Entre las semanas 18 y 33 de la campaña 2026/27, las exportaciones de arándanos peruanos alcanzaron las 61 mil toneladas por US$ 472 millones, con un crecimiento del 75% en volumen y del 69% en valor. Sin embargo, este avance responde principalmente a un adelanto de los envíos y no necesariamente anticipa un mayor volumen al cierre de la temporada. Las temperaturas más cálidas aceleraron la cosecha, mientras que las variedades tempranas y las plantaciones jóvenes que alcanzaron su madurez permitieron contar con más fruta durante las primeras semanas.

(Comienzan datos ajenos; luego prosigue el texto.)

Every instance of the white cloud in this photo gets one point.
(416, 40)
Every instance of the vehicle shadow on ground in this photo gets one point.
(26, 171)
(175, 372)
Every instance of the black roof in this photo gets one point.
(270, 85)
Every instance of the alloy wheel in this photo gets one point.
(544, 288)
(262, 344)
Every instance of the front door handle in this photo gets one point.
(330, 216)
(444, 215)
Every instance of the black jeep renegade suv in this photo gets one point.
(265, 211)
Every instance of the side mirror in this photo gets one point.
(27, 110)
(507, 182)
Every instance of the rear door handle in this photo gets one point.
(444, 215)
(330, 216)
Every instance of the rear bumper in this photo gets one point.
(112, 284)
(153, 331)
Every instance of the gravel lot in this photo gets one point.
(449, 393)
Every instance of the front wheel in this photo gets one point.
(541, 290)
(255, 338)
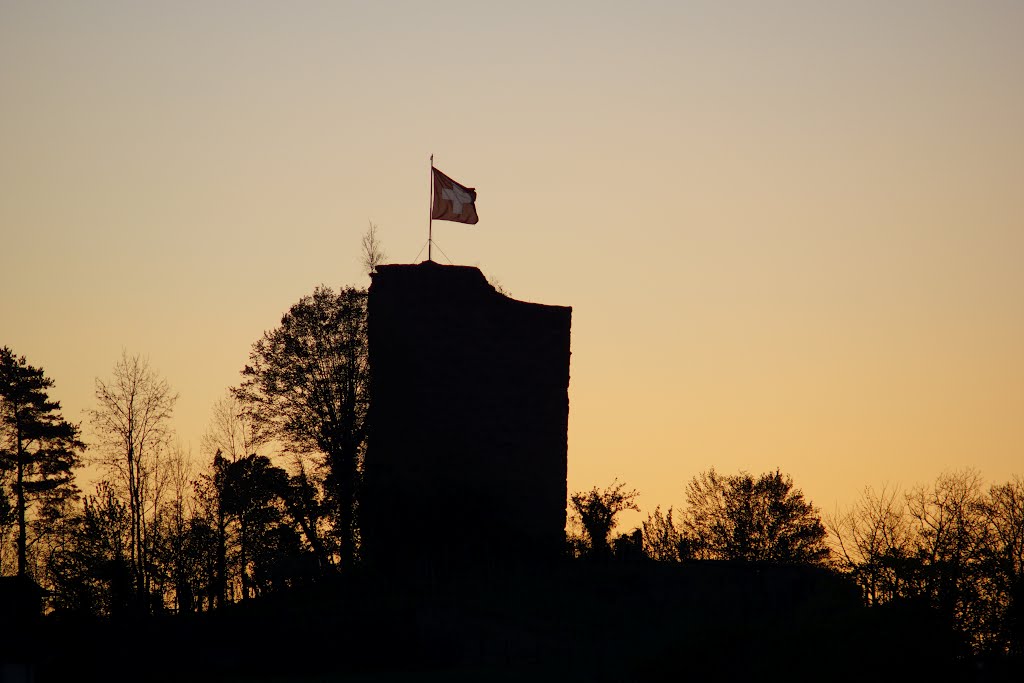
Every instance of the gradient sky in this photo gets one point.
(792, 232)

La industria dispone actualmente de 29,127 hectáreas. La Libertad concentra 12,888 hectáreas; Lambayeque, 7,519; e Ica, 4,199. En conjunto, estos tres departamentos reúnen el 84% de la superficie nacional. Aunque el norte mantiene el predominio productivo, Ica registra el mayor dinamismo en nuevas instalaciones. A ello se suma la renovación de los campos: Sekoya Pop, Ventura, Biloxi y Mágica abarcan el 61% del área cultivada, reflejando la búsqueda de una oferta con mayor productividad, calidad y capacidad poscosecha.

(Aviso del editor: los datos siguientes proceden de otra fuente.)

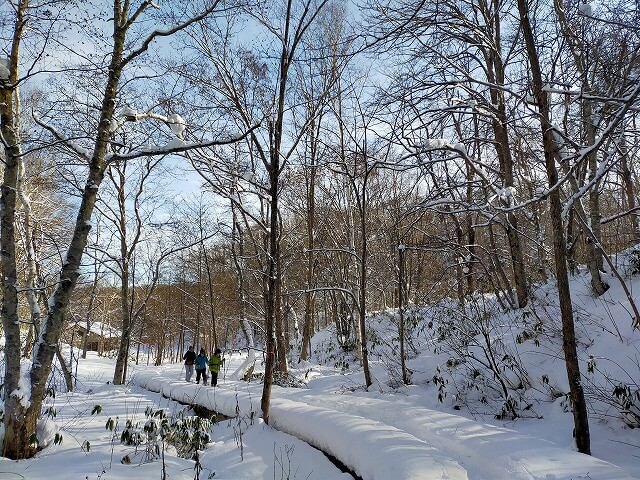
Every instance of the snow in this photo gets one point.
(585, 9)
(174, 143)
(23, 392)
(386, 433)
(176, 123)
(129, 113)
(5, 63)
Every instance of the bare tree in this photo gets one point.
(22, 409)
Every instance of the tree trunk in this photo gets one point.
(579, 406)
(496, 75)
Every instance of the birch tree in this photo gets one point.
(22, 406)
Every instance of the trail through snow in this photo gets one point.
(380, 439)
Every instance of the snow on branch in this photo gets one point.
(178, 145)
(67, 142)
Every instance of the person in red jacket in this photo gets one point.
(189, 359)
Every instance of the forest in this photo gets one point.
(242, 174)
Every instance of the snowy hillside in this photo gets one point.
(488, 402)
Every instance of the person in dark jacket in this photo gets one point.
(215, 362)
(201, 367)
(189, 359)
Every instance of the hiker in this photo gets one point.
(189, 359)
(201, 367)
(215, 362)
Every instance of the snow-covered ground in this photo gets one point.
(379, 436)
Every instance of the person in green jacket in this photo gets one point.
(215, 362)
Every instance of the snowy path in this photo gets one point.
(379, 440)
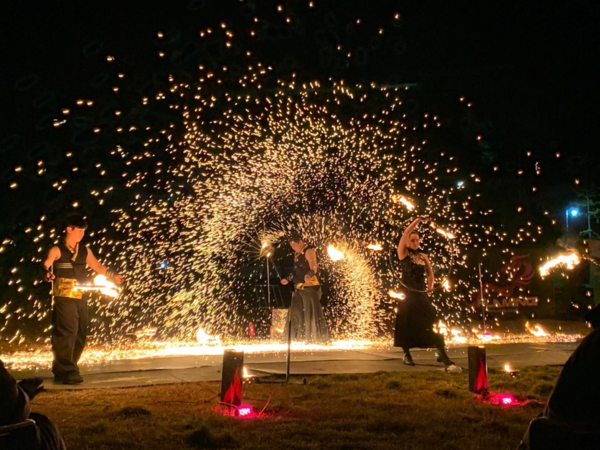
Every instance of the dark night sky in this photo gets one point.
(529, 67)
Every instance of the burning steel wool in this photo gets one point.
(568, 261)
(233, 157)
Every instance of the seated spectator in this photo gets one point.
(15, 407)
(574, 403)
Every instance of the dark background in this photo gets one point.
(527, 67)
(525, 70)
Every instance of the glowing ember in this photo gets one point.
(102, 285)
(536, 330)
(245, 411)
(396, 295)
(334, 253)
(397, 198)
(446, 285)
(568, 261)
(245, 372)
(145, 332)
(206, 339)
(445, 233)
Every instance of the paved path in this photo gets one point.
(181, 369)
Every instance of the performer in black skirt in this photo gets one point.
(416, 315)
(307, 319)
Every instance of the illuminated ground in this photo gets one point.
(175, 369)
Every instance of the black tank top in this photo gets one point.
(64, 267)
(301, 266)
(414, 275)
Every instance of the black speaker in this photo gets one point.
(231, 384)
(477, 370)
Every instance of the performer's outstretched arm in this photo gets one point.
(100, 269)
(430, 276)
(403, 244)
(53, 255)
(311, 257)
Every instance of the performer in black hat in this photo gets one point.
(307, 319)
(64, 266)
(416, 315)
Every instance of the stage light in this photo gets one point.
(245, 411)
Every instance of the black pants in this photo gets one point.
(69, 329)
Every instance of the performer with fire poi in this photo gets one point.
(416, 315)
(306, 314)
(64, 266)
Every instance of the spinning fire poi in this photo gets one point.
(416, 315)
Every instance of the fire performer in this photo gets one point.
(416, 315)
(306, 314)
(65, 267)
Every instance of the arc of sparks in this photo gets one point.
(568, 261)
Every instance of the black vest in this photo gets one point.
(64, 267)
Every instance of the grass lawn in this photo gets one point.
(415, 410)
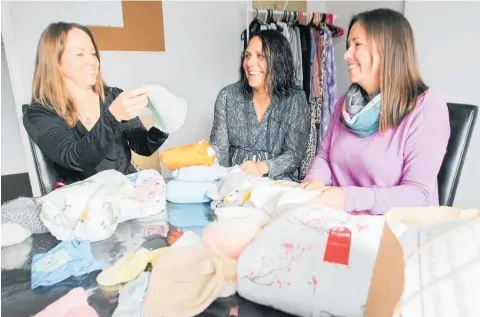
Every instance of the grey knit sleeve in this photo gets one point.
(219, 134)
(296, 140)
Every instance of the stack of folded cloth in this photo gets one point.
(195, 172)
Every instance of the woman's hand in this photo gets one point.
(129, 104)
(333, 197)
(312, 184)
(254, 168)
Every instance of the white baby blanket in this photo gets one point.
(91, 209)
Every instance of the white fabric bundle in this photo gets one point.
(92, 209)
(309, 259)
(168, 110)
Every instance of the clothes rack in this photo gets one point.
(264, 11)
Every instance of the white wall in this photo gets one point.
(447, 40)
(202, 54)
(13, 156)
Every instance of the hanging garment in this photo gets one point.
(327, 108)
(305, 44)
(298, 57)
(331, 71)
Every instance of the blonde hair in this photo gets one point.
(48, 88)
(400, 82)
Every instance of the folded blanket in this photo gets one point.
(73, 304)
(185, 281)
(181, 192)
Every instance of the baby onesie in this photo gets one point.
(68, 258)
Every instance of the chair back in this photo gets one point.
(47, 176)
(462, 122)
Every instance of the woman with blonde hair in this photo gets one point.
(389, 133)
(79, 123)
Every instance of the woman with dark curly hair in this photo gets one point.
(262, 121)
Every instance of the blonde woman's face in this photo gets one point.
(79, 64)
(363, 61)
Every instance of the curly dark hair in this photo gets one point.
(280, 69)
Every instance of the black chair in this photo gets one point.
(462, 122)
(47, 176)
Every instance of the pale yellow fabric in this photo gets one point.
(126, 269)
(185, 281)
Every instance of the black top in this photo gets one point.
(78, 153)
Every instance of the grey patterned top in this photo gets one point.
(280, 139)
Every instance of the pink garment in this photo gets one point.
(230, 237)
(73, 304)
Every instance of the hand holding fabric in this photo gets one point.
(129, 104)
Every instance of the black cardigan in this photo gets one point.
(78, 153)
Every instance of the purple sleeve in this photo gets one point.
(320, 168)
(426, 142)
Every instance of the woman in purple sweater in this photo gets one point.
(389, 133)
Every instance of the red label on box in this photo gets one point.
(338, 246)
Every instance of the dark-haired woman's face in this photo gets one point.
(255, 64)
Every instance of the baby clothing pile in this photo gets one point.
(87, 210)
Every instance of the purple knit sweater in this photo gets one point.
(382, 171)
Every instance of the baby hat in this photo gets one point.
(168, 110)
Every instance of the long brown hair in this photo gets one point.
(48, 87)
(400, 81)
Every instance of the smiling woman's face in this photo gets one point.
(255, 64)
(363, 62)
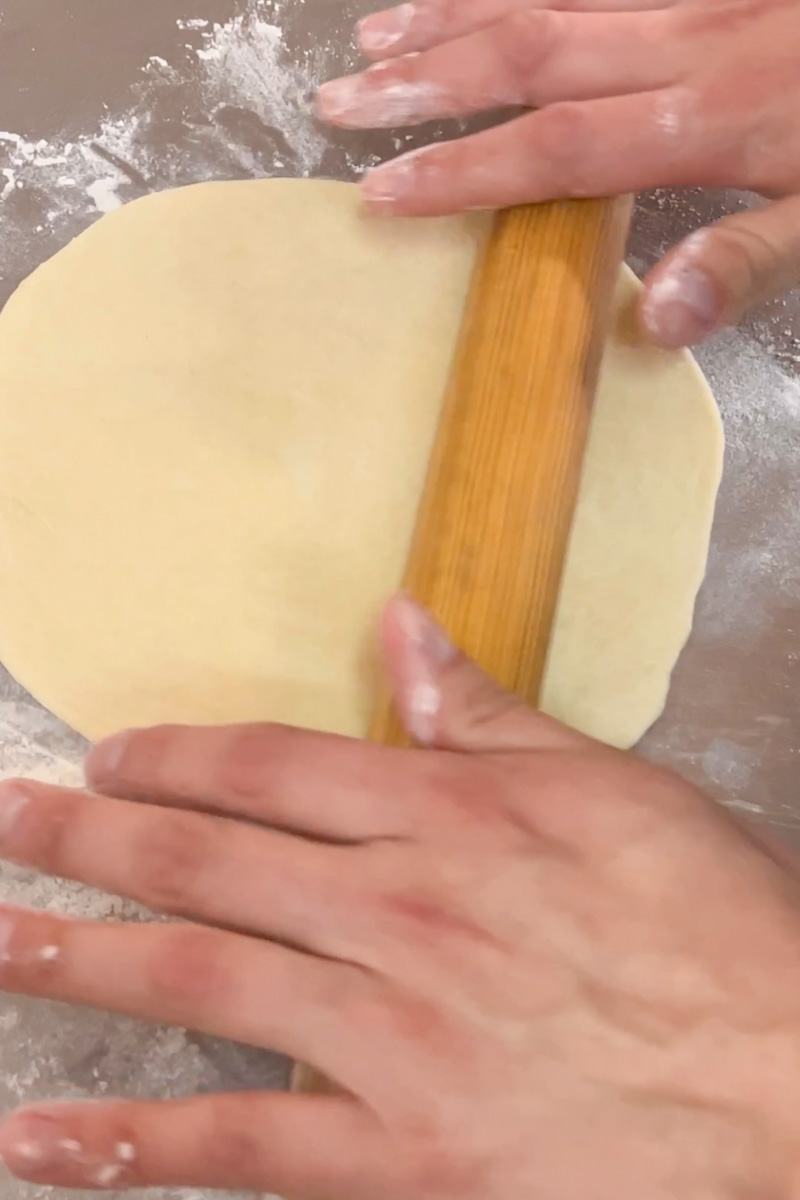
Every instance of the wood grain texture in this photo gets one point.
(495, 516)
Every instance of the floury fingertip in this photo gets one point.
(383, 30)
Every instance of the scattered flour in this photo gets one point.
(235, 107)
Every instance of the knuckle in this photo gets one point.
(565, 142)
(233, 1149)
(248, 760)
(145, 756)
(186, 967)
(527, 37)
(173, 861)
(46, 840)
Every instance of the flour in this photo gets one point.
(762, 419)
(234, 106)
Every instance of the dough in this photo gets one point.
(216, 409)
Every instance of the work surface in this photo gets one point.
(102, 102)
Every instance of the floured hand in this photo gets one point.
(535, 966)
(630, 95)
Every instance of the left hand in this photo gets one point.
(535, 966)
(630, 95)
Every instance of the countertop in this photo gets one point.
(102, 102)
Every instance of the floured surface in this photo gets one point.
(732, 721)
(210, 483)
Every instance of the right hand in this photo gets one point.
(537, 967)
(630, 95)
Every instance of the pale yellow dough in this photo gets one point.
(216, 409)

Este inicio adelantado convive con un escenario climático más desafiante para los siguientes meses. Si las altas temperaturas continúan, podrían afectar la cantidad de fruta apta para exportación, así como su tamaño, firmeza, apariencia y tiempo de conservación. Por ello, el crecimiento acumulado hasta la semana 33 debe entenderse como el resultado de una campaña que comenzó antes, no como una tendencia que necesariamente se mantendrá hasta el cierre.
Principales destinos de las exportaciones de arándanos
Durante el periodo analizado, los arándanos frescos peruanos llegaron a 46 mercados. Sin embargo, los tres principales destinos concentraron más del 75% de los envíos, lo que evidencia que una parte importante de la campaña aún depende de pocos compradores. La mayoría de los mercados más relevantes registró resultados positivos, mientras que China fue la excepción, con una contracción del 9%.

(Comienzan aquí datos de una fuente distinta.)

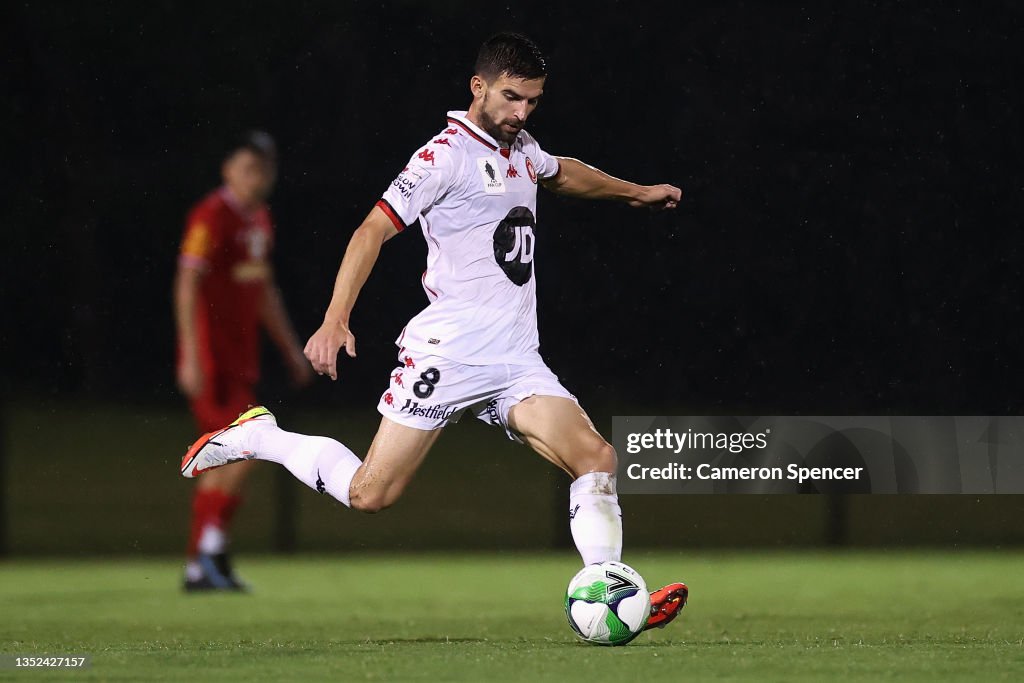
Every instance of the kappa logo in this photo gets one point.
(493, 181)
(530, 171)
(427, 155)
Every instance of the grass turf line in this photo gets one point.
(859, 615)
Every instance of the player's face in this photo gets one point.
(505, 104)
(249, 176)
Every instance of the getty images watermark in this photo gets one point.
(819, 455)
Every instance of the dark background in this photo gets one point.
(848, 243)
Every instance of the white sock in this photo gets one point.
(323, 464)
(595, 518)
(212, 541)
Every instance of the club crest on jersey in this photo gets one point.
(530, 170)
(493, 181)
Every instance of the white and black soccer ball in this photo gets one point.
(607, 603)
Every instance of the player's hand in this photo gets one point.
(323, 347)
(190, 378)
(299, 369)
(658, 197)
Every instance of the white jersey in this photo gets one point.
(476, 203)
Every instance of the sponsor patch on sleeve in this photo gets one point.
(410, 179)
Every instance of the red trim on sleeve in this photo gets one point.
(391, 213)
(552, 177)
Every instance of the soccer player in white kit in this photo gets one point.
(473, 189)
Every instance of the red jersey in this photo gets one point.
(232, 247)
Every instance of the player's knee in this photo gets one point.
(371, 500)
(599, 458)
(606, 458)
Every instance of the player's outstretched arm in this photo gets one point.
(364, 248)
(578, 179)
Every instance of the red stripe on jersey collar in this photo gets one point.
(472, 133)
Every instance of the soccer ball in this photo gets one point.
(607, 603)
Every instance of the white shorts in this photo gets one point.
(428, 391)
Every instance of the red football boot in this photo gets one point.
(666, 604)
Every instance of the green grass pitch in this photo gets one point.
(770, 616)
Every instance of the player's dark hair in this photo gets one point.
(510, 54)
(257, 141)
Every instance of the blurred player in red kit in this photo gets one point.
(223, 293)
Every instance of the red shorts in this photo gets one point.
(222, 400)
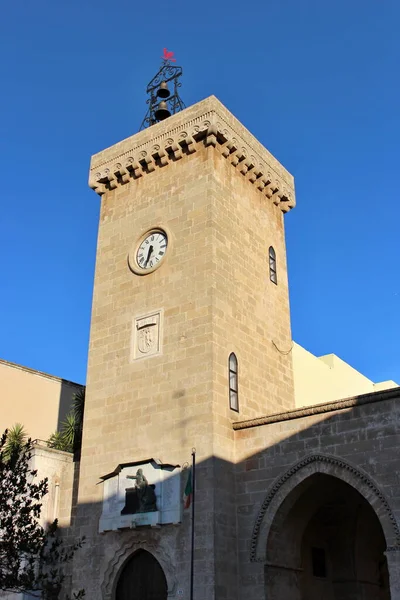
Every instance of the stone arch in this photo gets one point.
(328, 465)
(122, 556)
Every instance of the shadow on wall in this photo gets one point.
(307, 512)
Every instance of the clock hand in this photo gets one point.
(148, 255)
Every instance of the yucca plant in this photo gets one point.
(15, 440)
(57, 441)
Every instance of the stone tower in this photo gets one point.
(191, 209)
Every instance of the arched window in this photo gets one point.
(233, 383)
(272, 265)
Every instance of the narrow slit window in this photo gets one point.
(233, 383)
(272, 265)
(318, 558)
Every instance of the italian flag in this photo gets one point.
(187, 494)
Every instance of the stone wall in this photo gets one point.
(355, 440)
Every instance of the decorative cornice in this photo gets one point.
(319, 460)
(207, 123)
(317, 409)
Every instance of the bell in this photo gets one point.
(163, 91)
(162, 111)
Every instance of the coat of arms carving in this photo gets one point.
(147, 335)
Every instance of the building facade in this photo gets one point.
(297, 456)
(191, 347)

- Estados Unidos: Los envíos de arándanos peruanos a Estados Unidos crecieron un 127% y concentraron el 42% del volumen exportado, con un aumento del 10% en su participación. Este avance coincidió con la rápida disminución de la producción estadounidense y una todavía limitada presencia de fruta mexicana. En esta transición entre la menor oferta local y el incremento de las importaciones, el Perú encontró una ventana favorable para ampliar sus envíos.
- Países Bajos: Los envíos de arándanos peruanos a Países Bajos aumentaron un 93% y concentraron el 22% del volumen exportado, con un crecimiento del 2% en su participación. Su relevancia va más allá del consumo interno, pues funciona como la principal puerta de entrada y centro de redistribución de la fruta peruana hacia otros mercados de la Unión Europea.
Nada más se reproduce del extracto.